Founded as a bicycle maker in 1868, Humber later became associated with Harry Lawson's British Motor Syndicate, from which it purchased the rights to various unlikely automobile designs dreamt up by American E J Pennington. Freeing itself from Lawson, the reconstituted company commenced motor car production in 1900 with the unconventional (front-wheel drive, rear-wheel steered) M D Voiturette. A more conventional range of De Dion-powered light cars soon followed, which was notable for its use of shaft drive in an era when chain was the norm for such vehicles.

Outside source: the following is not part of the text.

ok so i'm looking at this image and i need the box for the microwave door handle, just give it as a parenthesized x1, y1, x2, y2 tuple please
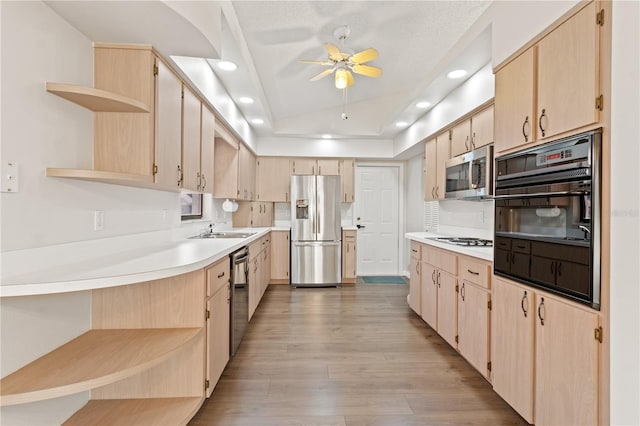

Four-cylinder 12hp and 20hp models, designed by Louis Coatalen, had been added by 1903.
The year 1923 was a significant one for Humber, marking as it did the adoption across the range of new inlet-over-exhaust engines (replacing the earlier sidevalve units). Introduced in 1926 as replacement for the 12/25, the 14/40 was powered by a 2,050cc four-cylinder engine closely related to the 20/55's six, whose bore/stroke dimensions it shared. Although progressive in its choice of engine, the company was more conservative when it came to chassis design, only beginning to offer front-wheel brakes as an option in the mid-1920s. Three regular body styles were available on the 14/40 chassis, the most popular of which was the four-seater tourer costing £460, a considerable sum at the time and one that reflected Humber's policy of producing cars of high quality for a discerning clientele.
We are advised that this 14/40's engine was rebuilt by Antique Automobiles of Barton when the car was acquired in 1977 by the current vendor. The latter advises us that the Humber has had only one previous owner, having been purchased new from Messrs W R Heighton of Peterborough by a Miss Alderman of Broadway, Peterborough. Registered with the Humber Register, the car has covered only 63,914 miles from new and is described as in original condition although in need of re-commissioning throughout (the engine turns freely). Offered with Swansea V5.